Captivity is the only life Zoey has ever known, and escaping her heavily armed captors is no easy task, but she’s determined to leave before she is subjected to the next round of tests…a program that no other woman has ever returned from. Even if she’s successful, Zoey has no idea what she’ll encounter in the strange new world beyond the facility’s walls. Winning her freedom will take brutality she never imagined she possessed, as well as all her strength and cunning—but Zoey is ready for war.

Review:

'The Last Girl' is set in the future, where some unknown development means girls stopped being born. Thus, the end of the world as we know it. No women means no procreation, and one organisation, NOA, is out to change this, whether the girls have a choice or not.

Zoey, 20, has been in the facility most of her life. The girls there don't have a surname, they're told when to eat, what to do, and once they're 21, they're taken away for what they think is to reunite with their parents. Zoey, however, doesn't always play to their rules, and it finds her in a world of trouble. Once Zoey finds the secrets of the organisation and breaks out, she must find a way to save the other girls, before it's too late.

I downloaded this book from Kindle Unlimited because the blurb had me intrigued. A world where girls stopped being born? How interesting. The beginning of the book I really liked. I loved the imaginings of this facility that had been created in an effort to save the population, and I felt for Zoey and the other girls. However, as time went on, my interest lowered.

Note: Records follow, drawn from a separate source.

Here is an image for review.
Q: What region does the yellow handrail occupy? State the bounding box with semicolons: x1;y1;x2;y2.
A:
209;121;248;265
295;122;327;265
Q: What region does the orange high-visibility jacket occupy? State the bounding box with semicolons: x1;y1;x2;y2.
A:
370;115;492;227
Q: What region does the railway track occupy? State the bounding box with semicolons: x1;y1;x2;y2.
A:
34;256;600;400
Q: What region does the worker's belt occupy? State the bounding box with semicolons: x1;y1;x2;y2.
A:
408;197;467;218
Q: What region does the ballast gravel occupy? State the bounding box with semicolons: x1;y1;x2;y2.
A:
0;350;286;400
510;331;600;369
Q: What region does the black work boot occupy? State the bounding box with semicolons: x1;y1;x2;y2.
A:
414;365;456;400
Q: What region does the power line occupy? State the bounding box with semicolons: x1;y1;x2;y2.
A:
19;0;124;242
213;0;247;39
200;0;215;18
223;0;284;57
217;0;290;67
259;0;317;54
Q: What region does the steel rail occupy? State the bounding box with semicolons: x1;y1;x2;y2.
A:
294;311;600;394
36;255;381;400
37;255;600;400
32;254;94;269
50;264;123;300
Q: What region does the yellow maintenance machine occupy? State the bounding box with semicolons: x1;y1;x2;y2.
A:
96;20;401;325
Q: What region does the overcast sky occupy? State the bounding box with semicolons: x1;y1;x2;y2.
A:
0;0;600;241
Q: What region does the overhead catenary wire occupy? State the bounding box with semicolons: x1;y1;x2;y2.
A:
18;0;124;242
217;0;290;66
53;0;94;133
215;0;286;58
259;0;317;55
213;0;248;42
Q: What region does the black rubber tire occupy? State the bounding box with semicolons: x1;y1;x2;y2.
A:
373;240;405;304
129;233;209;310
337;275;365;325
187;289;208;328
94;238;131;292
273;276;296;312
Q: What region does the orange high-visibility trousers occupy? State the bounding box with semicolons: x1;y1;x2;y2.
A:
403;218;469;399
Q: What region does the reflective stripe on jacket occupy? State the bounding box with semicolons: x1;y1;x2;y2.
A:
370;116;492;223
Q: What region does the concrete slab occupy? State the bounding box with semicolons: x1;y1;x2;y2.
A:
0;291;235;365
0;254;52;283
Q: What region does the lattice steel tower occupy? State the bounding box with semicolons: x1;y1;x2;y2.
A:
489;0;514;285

I found myself really intrigued during parts of the book, but utterly bored with others. I think the action scenes of the book just weren't to my liking because of personal preference. That being said, I can imagine it making a good film. There were some other aspects of the book that made me question Zoey's female decisions and feelings, and then of course I realised the author was male. No disrespect, but sometimes it can just be quite telling. 

Overall, I didn't hate the book. I appreciated the story and the imagining behind it, but as a personal preference, I found myself quite bored during parts. I've since found out that it is a series, and unfortunately, I won't be reading the rest.